Tehreek–e-Taliban Pakistan (TTP), separate from the Afghan Taliban but sharing a common hardline Islamist ideology, earlier this week called off a shaky months-long ceasefire agreed with Islamabad and ordered its fighters to resume attacks across the nation.
Senior police official Azhar Mehesar told AFP that Wednesday’s blast targeted a security force preparing to escort polio vaccinators in the city of Quetta, and those killed “include a policeman, a woman and a child.”
In a statement, the TTP said a “holy warrior” detonated a car bomb near a customs post to avenge the killing of founding member Umar Khalid Khurasani during the truce.
“Our revenge operations will continue,” the statement added.
The TTP was founded in 2007 by Pakistani jihadists who fought alongside the Taliban in Afghanistan in the 1990s before opposing Islamabad’s support for the US-led intervention there after 9/11.
For a time, they held vast tracts of Pakistan’s rugged tribal belt, imposing a radical interpretation of Islamic law and patrolling territory just 140 kilometers (85 miles) from the Pakistan capital.
School Attack
The Pakistani military came down hard after 2014 when TTP militants raided a school for children of army personnel and killed nearly 150 people, most of them pupils.
Its fighters were largely routed into neighboring Afghanistan, but Islamabad claims the Taliban in Kabul are now giving the TTP a foothold to stage assaults across the border.
In the year since the Taliban returned to power in Afghanistan, Pakistan has seen a 50 percent surge in militant attacks, according to the Pak Institute for Peace Studies (PIPS).
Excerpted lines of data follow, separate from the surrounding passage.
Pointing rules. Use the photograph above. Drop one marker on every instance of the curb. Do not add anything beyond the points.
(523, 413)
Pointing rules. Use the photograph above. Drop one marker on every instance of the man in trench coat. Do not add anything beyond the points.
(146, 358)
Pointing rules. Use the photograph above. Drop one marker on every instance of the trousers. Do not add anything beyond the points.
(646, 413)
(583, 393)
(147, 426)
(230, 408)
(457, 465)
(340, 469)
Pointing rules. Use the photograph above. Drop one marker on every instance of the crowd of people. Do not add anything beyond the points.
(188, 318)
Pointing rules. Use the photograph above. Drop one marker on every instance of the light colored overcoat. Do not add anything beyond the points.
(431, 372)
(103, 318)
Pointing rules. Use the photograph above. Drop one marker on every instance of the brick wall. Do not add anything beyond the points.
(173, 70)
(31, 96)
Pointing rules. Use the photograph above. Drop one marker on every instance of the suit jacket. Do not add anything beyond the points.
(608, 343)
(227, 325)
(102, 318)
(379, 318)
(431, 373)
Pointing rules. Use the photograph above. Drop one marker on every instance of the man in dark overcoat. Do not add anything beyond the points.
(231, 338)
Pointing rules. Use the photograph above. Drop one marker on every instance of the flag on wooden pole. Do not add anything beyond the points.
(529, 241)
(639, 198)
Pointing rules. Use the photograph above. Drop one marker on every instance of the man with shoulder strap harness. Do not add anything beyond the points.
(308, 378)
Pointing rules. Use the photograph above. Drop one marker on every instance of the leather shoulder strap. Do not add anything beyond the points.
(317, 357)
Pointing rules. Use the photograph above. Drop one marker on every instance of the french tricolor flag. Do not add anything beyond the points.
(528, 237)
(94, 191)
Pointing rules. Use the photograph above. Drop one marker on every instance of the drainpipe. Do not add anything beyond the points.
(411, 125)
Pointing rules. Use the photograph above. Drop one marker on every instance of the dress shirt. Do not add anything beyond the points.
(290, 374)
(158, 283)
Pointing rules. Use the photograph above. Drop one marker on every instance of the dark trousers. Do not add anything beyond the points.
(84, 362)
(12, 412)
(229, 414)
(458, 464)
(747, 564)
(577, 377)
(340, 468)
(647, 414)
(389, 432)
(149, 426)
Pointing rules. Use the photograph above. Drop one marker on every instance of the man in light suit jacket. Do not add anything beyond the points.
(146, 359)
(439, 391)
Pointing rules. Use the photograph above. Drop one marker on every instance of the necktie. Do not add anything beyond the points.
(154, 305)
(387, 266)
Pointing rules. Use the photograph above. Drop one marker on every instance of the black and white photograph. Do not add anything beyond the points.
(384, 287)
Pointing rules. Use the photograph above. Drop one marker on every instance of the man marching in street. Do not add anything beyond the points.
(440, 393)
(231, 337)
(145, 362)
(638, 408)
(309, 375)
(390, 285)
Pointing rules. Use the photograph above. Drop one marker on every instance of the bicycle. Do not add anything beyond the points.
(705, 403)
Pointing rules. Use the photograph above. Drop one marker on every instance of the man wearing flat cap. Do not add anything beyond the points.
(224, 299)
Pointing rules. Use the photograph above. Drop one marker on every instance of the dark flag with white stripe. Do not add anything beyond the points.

Most of these attacks have been focused in the western provinces of Khyber Pakhtunkhwa and Balochistan, which neighbor Afghanistan.
The 2014 school assault deeply shocked Pakistan, and since then the TTP have vowed only to target state security forces.
Afghanistan and Pakistan are the only nations in the world where polio is endemic.
There is resistance to vaccine campaigns in rural areas and among conservative communities who falsely believe they are an effort to sterilize them.
Polio vaccination teams are routinely escorted by police in the western regions, and the TTP has regularly ambushed officers in remote restive areas.
Pakistan officials on Monday launched a week-long immunization campaign aiming to inoculate over 13 million children living in “high-risk districts.”
In April, Pakistan reported its first case of polio in 15 months. Since then, 20 cases have been reported, according to the government-funded End Polio Pakistan program.